© JUNGE FREIHEIT Verlag GmbH & Co.  www.jungefreiheit.de  04/14 / 17. Januar 2014

Nach den Regeln der Verzweiflung
Die Historikerin Beatrice Heuser hat ein eindrucksvolles Werk über den Partisanenkrieg vorgelegt
Hans-Joachim von Leesen

Jahrelang haben die aufeinander folgenden Bundesregierungen den Deutschen einzureden versucht, unser Land sei in Afghanistan keinesweg in einen Krieg verwickelt. Höchstens könne man, so verlautbarten die Verteidigungspolitiker, von einem „kriegsähnlichen Zustand“ in einem fernen Land sprechen, und Gefallene gäbe es unter den Tausenden von Soldaten schon gar nicht; lediglich einige seien „ums Leben gekommen“. Die Tatsache, daß Bundeswehrsoldaten sehr wohl in einen Krieg verwickelt waren und Gefallene zu beklagen hatten, wurde zumindest seit 2012 peu à peu eingestanden.

Die deutsche, jetzt an der britischen Universität Reading forschende und lehrende Historikerin Beatrice Heuser hat in einem umfangreichen Werk nüchtern Kriegsformen des asymmetrischen Krieges von der Antike bis heute dargestellt und will so zum Verständnis des Krieges im allgemeinen beitragen. Sie versteht ihre Arbeit als Fortsetzung des großen preußischen Generals und Militärtheoretikers Carl von Clausewitz, dem Begründer der modernen Kriegslehre.

Niemand wird zögern, die bewaffnete Auseinandersetzung zweier Staaten mit Hilfe ihrer Armeen als Krieg zu bezeichnen. Legitime Parteien fechten dabei nach anerkannten Regeln den offenen Kampf der Armeen um den Sieg aus. Immer weniger aber können die Kriegführenden so eindeutig die Bezeichnung „Krieg“ für ihre militärischen Konflikte auf sich ziehen, zumal wenn die andere Partei auf Anhieb nicht zu erkennen ist, sondern sich unter Bürgern und Bauern verbirgt und nur gelegentlich kämpfend in Erscheinung tritt, um dann sofort wieder in die zivile Welt abzutauchen.

In Deutschland wird man zunächst an die Kämpfe der sowjetischen und jugoslawischen Partisanen gegen die Wehrmacht im Zweiten Weltkrieg denken, die eine grundlegende Veränderung der Kriegführung bewirkten.
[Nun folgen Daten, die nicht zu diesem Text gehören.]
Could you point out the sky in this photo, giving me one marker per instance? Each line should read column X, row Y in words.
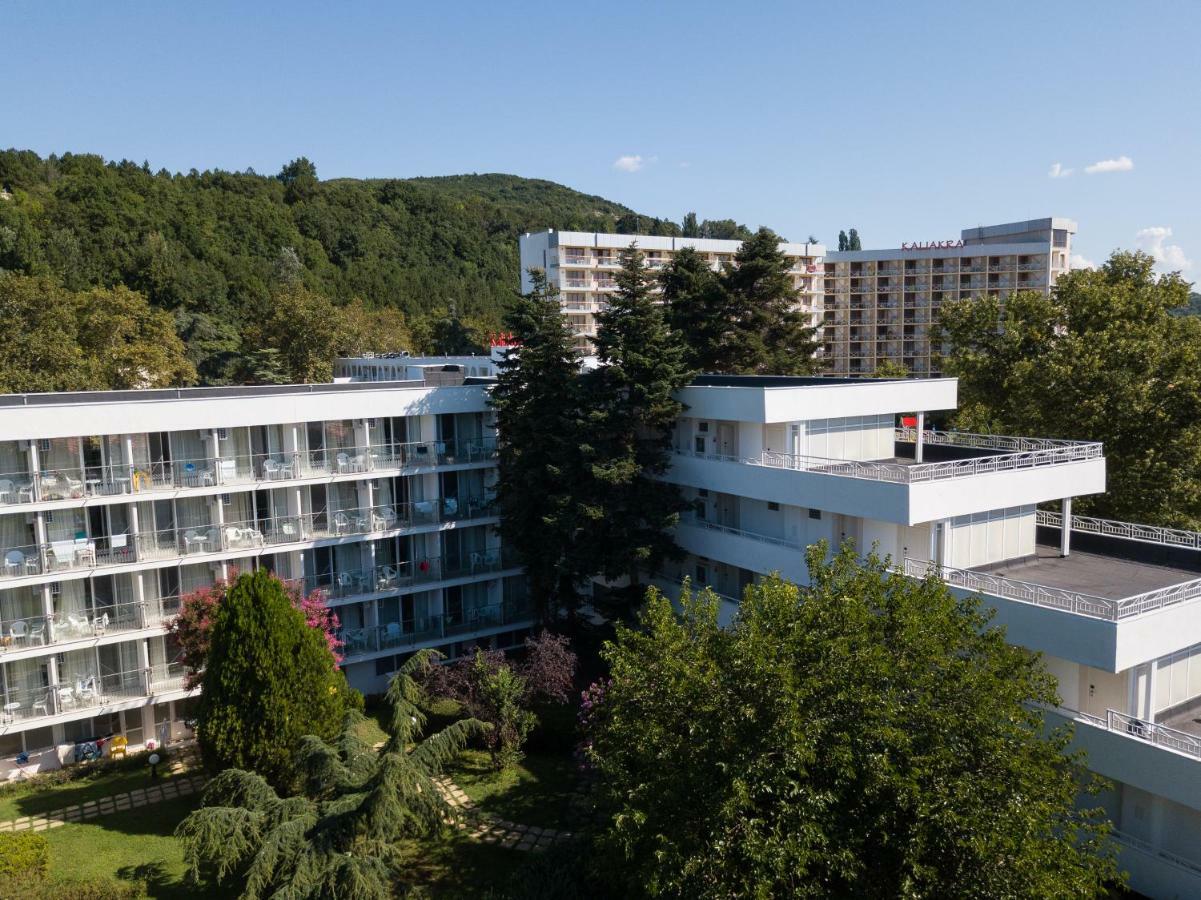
column 907, row 120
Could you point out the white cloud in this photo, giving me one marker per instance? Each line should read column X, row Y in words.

Neu war eigentlich nichts an diesen Kämpfen einer regulären Truppe gegen eine deutlich schwächere Partisanengruppe, die nur unter größten Anstrengungen zu besiegen war.

Beatrice Heuser unternimmt einen Ausblick in die Antike und meint, bereits dort bei Römern und Germanen partisanenähnliche Kriegsformen vorgefunden zu haben, bei denen es nur mühsam möglich war, die Angriffe der irregulären Streitkräfte abzuwehren, obwohl sie viel kleiner, dafür aber wendiger und schneller als die Legionen waren. Diese Kriegsform bildete sich weiter und firmiert heute in der Kriegswissenschaft unter dem Begriff asymmetrischer Kriege. Dabei blieben ihre Grundzüge weitgehend gleich.
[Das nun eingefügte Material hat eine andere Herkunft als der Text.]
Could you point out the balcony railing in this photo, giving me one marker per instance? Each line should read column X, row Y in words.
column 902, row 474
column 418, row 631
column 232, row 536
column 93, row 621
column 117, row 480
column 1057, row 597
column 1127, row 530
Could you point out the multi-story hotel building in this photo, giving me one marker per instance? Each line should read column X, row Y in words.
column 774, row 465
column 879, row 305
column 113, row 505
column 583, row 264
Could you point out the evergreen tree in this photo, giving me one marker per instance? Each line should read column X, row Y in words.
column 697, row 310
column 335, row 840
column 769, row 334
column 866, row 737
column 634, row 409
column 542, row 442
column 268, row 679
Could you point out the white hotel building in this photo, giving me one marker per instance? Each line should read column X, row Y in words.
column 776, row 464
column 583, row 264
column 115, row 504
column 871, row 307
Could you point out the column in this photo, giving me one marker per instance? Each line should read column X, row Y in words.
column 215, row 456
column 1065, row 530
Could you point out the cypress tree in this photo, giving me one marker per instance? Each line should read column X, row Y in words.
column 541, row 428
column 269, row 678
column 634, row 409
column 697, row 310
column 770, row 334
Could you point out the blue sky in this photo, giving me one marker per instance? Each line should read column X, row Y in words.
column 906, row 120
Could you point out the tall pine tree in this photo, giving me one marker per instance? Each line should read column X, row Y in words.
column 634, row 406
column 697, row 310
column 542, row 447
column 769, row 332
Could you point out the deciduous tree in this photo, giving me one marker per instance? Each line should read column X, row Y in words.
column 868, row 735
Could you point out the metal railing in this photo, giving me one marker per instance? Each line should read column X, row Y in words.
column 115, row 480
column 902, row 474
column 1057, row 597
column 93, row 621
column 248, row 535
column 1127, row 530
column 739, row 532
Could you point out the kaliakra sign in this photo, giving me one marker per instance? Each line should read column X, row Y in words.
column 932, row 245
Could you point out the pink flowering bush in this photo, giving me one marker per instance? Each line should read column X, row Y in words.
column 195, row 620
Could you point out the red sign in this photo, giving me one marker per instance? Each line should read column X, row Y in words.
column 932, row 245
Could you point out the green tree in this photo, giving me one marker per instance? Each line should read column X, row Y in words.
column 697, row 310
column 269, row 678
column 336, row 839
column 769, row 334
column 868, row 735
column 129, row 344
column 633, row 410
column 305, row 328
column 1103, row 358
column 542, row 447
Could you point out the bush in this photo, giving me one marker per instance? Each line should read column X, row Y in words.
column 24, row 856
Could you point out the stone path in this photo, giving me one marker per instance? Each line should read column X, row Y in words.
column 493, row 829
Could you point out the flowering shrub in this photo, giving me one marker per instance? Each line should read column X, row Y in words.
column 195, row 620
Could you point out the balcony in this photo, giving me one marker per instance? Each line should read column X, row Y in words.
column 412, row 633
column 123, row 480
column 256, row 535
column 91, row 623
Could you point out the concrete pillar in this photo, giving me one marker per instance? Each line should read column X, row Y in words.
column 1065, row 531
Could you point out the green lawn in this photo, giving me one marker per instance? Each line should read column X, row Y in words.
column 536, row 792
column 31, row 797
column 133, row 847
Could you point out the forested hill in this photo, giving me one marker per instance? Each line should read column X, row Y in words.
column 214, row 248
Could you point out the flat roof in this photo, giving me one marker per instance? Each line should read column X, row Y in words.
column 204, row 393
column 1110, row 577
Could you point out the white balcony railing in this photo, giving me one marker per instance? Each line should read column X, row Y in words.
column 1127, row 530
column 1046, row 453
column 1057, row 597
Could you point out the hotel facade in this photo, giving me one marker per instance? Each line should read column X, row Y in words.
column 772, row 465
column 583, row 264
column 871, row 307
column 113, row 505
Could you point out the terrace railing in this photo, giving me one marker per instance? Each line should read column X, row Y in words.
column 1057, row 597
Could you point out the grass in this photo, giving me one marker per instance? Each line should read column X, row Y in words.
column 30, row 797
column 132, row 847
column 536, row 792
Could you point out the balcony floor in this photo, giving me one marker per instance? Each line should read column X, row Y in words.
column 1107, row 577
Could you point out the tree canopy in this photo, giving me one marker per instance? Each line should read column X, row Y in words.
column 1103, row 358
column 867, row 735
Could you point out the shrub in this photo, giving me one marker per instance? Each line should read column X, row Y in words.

Der Partisanenkrieg wurde lange unterschätzt

In der modernen Zeit erlebten deutsche Truppen das Auftreten von Freischärlem zu Beginn des Deutsch-Französischen Krieges, als französische Zivilisten in die Kämpfe eingriffen, was von den deutschen Militärs als infam und heimtückisch empfunden wurde und sie zu radikalen Maßnähmen gegen die „Franktireurs“ veranlaßte.
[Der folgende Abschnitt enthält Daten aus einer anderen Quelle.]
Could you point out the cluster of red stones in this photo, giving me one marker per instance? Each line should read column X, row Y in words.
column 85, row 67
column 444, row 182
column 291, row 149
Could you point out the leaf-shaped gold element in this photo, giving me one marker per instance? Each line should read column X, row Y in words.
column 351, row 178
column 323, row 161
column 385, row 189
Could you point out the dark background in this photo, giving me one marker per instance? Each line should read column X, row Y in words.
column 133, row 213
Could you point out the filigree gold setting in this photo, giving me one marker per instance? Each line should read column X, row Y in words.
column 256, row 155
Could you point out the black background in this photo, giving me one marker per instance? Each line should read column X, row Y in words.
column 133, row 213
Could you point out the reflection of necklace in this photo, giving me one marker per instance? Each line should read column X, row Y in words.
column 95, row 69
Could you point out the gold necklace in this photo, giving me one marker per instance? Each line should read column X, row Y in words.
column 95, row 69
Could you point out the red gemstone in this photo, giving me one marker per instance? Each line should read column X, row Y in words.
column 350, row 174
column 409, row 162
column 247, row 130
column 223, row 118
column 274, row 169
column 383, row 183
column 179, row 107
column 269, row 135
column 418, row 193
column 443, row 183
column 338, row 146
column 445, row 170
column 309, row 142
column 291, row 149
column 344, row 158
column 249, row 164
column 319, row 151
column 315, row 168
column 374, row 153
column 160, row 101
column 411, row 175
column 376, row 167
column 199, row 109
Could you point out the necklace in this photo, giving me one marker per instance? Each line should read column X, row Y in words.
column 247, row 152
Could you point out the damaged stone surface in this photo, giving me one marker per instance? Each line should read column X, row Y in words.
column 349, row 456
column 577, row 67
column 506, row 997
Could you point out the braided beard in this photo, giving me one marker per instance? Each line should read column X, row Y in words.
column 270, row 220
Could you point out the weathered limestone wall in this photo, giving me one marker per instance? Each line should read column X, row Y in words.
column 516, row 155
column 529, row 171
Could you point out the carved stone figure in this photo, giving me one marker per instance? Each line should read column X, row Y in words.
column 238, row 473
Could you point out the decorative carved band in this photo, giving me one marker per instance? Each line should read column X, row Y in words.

Immer wieder befaßten sich in der Folgezeit Militärtheoretiker mit der neuen Art der Kriegführung, wobei bemerkenswert war, daß kaum entsprechende Arbeiten aus der Feder deutscher Soldaten und Wissenschaftler vorliegen. So vernachlässigte man die Erforschung der asymmetrischen Kriegführung. Lobend erwähnt die Autorin lediglich das 1935 erschienene offenbar einzige moderne grundlegende Werk aus der Feder des deutschen Militäranalytikers und ehemaligen Wehrmachtoffiziers Arthur Ehrhardt „Kleinkrieg. Die geschichtlichen Erfahrungen und künftige Möglichkeiten“ als frei von Ideologie, von dem sich allerdings die deutsche Führung nicht anregen ließ, die Wehrmacht auf eventuelle Partisanenkriege vorzubereiten. Übrigens wurde dieser Spezialist für den Kleinkrieg nicht zum Aufbau des Volkssturms abgestellt, wie die Autorin meint, sondern für den „Werwolf“, der von der deutschen Seite geplante Partisanenorganisation nach der alliierten Besatzung.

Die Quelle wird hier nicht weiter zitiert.